The chapel was packed with Sindens, Bourners, Putlands, Hubbles, Viners, Kadwells, Pixes. Mrs. Lamb of Bucksteep was there, with Miss Marian, but as she had not thought it necessary to put on the elegant clothes in which she was seen gliding into church on Sundays, her presence was regarded as an affront rather than an honour; Mrs. Beatup would have dressed herself in her best for any Bucksteep wedding, and thought that the squire’s wife might have done the same for her. Also, she came in very late, and her entrance was mistaken for that of the bride by many folk, who shot up out of the pew-boxes, only to be disappointed by the sight of Mrs. Lamb’s faded, powdered features behind a spotted veil, and Miss Marian swinging along after her with a tread like a policeman. “I reckon my feet are smaller than hers,” thought Nell, “for all that I’m only [141] a farmer’s daughter.”

Then Mr. Sumption came out of the vestry, and stood under the pulpit to wait for the bride. He looked more like a figure of cursing than of blessing—black as a rook, with his thick curly hair falling into his eyes, yet not quite hiding the furrows which the plough of care had dragged across his forehead. There was a rustle and a flutter and a turning of heads, as Thyrza came up the aisle on the arm of the bachelor cousin who was giving her away. She wore a grey gown like a March cloud, and carried a bunch of flowers, and the congregation whispered when they saw that she had sleeked her feathery hair with water, so that it lay smooth behind her ears, which were round and pink like those of mice. “It didn’t look like Thyrza,” everyone said—and perhaps that was why Tom was so loutishly nervous, and nearly broke Bill Putland’s heart with his fumblings and stutterings.

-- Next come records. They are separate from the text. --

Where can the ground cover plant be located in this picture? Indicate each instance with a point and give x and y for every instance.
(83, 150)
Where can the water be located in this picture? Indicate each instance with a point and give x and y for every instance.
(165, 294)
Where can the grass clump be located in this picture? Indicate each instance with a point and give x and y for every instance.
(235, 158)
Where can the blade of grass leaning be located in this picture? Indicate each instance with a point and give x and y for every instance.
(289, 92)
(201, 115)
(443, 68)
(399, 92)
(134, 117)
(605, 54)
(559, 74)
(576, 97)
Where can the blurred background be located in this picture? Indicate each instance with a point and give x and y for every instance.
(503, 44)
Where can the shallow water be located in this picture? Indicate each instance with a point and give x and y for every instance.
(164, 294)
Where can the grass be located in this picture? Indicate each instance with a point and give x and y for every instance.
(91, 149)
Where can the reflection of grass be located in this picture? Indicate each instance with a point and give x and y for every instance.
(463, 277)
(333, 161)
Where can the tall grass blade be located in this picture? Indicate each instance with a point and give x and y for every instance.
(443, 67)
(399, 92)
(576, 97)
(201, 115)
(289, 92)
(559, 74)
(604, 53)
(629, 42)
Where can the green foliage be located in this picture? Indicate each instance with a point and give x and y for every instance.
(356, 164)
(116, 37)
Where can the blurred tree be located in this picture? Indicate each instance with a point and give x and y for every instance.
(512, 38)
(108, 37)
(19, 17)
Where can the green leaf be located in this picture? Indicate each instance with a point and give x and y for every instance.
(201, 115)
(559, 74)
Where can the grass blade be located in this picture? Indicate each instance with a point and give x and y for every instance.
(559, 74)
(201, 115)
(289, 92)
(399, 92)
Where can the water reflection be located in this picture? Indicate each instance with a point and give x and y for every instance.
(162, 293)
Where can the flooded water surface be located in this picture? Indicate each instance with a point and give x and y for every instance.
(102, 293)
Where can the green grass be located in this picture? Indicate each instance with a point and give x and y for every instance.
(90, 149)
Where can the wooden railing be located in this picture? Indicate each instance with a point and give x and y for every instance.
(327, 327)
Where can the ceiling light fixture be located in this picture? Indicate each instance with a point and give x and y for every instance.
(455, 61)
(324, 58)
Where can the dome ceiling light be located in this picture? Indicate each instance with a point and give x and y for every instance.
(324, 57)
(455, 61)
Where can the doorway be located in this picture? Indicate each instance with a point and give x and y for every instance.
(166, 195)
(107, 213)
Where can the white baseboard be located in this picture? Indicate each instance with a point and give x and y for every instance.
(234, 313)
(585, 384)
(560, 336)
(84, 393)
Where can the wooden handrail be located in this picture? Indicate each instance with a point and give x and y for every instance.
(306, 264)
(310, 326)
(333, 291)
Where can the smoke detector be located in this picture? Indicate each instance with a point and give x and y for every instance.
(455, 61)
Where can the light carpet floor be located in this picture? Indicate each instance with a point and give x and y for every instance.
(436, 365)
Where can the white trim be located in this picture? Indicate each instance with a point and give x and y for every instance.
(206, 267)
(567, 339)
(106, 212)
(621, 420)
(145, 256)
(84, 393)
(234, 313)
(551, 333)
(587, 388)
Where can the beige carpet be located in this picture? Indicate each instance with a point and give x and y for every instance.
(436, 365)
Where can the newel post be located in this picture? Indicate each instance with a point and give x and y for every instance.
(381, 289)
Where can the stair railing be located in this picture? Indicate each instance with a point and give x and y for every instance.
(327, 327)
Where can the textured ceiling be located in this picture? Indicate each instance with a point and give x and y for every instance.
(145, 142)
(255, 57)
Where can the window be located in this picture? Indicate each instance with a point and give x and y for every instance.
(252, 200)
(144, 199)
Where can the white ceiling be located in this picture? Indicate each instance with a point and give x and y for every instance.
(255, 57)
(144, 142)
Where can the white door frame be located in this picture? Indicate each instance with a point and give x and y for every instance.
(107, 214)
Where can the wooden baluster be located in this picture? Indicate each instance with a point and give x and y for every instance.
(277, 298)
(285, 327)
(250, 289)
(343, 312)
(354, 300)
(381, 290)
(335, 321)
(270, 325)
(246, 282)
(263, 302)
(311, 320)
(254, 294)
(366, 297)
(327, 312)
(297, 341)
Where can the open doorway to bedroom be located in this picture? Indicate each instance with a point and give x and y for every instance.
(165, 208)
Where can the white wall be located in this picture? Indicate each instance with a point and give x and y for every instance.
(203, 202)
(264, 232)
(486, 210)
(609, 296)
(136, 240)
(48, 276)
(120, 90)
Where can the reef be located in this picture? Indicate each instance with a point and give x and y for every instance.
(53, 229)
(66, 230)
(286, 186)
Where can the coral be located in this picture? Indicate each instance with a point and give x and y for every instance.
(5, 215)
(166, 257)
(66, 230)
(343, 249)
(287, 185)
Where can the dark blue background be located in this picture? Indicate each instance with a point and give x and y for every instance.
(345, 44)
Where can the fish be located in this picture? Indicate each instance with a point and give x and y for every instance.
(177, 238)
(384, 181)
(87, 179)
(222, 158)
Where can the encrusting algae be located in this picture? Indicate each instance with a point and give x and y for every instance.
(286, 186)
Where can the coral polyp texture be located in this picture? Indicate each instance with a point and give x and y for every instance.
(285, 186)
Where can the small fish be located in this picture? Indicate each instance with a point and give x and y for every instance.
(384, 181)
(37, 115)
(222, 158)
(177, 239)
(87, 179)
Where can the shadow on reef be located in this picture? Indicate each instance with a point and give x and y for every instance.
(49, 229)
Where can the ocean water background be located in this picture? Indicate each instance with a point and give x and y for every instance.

Thyrza was nervous too, her head drooped like an over-blown rose upon its stalk, and Mr. Sumption’s manner was not of the kind that soothes and reassures. He shouted at the bride and bridegroom, and “thumped at” various members of the congregation who whispered or (later in the proceedings) yawned. He was not often asked to officiate at weddings, and had apparently decided to make the most of this one, for he wound up with an address to the married pair so lengthy and apocalyptic that Mrs. Beatup became anxious as to the fate of a pudding she had left to “cook itself,” and rising noisily in her pew creaked out through a silence weighted with doom. “And whosoever hath not a wedding garment,” the minister shouted after her, “shall be cast into the outer darkness, where there is weeping and gnashing of teeth”—for which Mrs. Beatup never forgave him, as she had spent nearly three shillings on retrimming her bonnet, “and if her cape wurn’t [142] good enough fur him, she reckoned he’d never seen a better on the gipsy-woman’s back.”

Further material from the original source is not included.